I have a PCAP file which contains many packets. They are however out of order based on the timestamp (it is actually randomized). What is the best way to efficiently sort the PCAP packets based on timestamp for later replay?
Currently I am doing this via Scapy and Python as proposed here. This is working, but is really slow. Further, it loads the dump completely in memory, where the timestamps would actually be sufficient. I know sorting is an expensive operation, but this method takes nearly 4 minutes for a 344MB file containing 778589 packets on a modern Core i7.

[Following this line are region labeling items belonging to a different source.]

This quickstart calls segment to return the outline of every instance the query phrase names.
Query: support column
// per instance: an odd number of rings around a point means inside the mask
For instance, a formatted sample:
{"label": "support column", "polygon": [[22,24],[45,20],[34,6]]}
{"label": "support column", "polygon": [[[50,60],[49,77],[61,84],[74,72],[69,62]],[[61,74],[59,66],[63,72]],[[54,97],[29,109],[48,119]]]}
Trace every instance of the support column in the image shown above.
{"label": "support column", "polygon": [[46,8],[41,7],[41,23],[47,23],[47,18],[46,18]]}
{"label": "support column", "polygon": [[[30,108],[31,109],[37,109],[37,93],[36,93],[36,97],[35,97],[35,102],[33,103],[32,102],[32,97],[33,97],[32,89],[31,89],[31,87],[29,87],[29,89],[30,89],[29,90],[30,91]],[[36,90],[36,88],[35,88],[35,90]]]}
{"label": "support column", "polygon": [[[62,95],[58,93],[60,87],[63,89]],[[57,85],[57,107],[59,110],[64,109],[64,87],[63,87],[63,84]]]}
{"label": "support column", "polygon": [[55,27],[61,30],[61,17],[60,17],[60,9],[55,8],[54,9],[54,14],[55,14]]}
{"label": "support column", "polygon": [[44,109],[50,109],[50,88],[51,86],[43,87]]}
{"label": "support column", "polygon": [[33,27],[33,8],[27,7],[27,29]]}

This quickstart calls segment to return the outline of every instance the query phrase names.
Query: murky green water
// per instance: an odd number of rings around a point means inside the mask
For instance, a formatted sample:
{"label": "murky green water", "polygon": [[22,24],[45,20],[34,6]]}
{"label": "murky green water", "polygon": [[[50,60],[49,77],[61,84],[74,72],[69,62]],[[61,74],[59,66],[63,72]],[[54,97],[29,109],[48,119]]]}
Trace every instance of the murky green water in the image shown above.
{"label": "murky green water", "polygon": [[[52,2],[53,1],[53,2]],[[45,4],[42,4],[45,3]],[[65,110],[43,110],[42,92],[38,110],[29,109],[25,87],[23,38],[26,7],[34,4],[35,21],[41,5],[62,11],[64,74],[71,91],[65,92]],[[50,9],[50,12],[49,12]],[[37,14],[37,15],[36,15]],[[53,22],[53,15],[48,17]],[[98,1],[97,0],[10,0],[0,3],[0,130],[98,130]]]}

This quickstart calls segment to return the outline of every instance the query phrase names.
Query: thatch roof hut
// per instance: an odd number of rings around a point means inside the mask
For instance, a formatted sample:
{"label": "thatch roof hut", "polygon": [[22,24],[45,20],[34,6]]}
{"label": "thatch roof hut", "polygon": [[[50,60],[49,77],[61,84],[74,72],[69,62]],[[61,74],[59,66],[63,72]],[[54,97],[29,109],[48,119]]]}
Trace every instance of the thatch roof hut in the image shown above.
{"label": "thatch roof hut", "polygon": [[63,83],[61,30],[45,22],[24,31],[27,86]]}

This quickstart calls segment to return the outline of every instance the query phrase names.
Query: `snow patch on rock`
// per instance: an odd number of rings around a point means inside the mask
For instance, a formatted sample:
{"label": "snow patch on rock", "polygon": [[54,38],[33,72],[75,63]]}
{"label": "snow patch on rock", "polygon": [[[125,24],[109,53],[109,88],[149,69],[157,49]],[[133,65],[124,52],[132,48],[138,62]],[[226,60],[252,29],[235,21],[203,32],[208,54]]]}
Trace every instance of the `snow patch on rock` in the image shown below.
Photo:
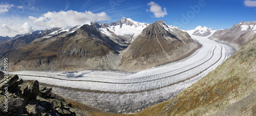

I also know that Wireshark should include "reordercap", however this tool is not included in current Debian and Ubuntu builds. Before trying to build Wireshark from source, maybe someone has experience with this tool and can suggest how performance will be.
So, to come back to the question: How to efficiently sort packets in PCAP files based on their timestamp? Memory is not the constraint, as the PCAPs will not be larger than 2GB and enough RAM is available, but rather the runtime is important to me. It should complete as fast as possible.
Thank you in advance!
Best Answer
I had the same problem and actually mine was worst because my pcapfile was much bigger than yours so I need a more efficient way to sort its packets. I find libtrace which is developed in C as a good solution. Unfortunately there is not any direct tools to do the task but its tracemerge tool merges two (or more) files and sorts the packet. So you should first split your file with tracesplit and then merge them with tracemerge.